In other words, the supposedly most left-wing aspect of Turner’s campaign is not a radical departure from demands by Democrats like Fudge and Stephanie Tubbs Jones, who previously held the seat. Fudge and Tubbs Jones were pillars of the Democratic Party establishment, in a district which was held for more than a quarter century by Louis Stokes, brother of Cleveland’s first black mayor.

It is notable that Clyburn, the most influential figure in the Congressional Black Caucus and the man responsible for rescuing Biden’s flagging presidential campaign in the South Carolina primary, has felt it necessary to step in against Turner.

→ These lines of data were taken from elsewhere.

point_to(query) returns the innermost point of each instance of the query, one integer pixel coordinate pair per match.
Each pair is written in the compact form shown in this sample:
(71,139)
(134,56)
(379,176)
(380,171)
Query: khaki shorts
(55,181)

The Democratic establishment has used the outcome of the 2020 congressional elections, where the party lost seats even though Biden won the presidency, to argue that the party must move to the right on issues like curbing police violence.

Initially, this was presented as a necessary accommodation to supposedly more right-wing popular sentiments in marginal districts. But now Clyburn & Co. have chosen to intervene in a heavily Democratic district where there is no possibility of a Republican victory.

Regardless of whether Turner wins or loses the election, the rightward movement of the Democratic Party will continue unabated. Workers and youth must draw the lessons of the Sanders campaigns, break from the Democrats and Republicans and establish their political independence, as part of the fight against war, inequality and police brutality.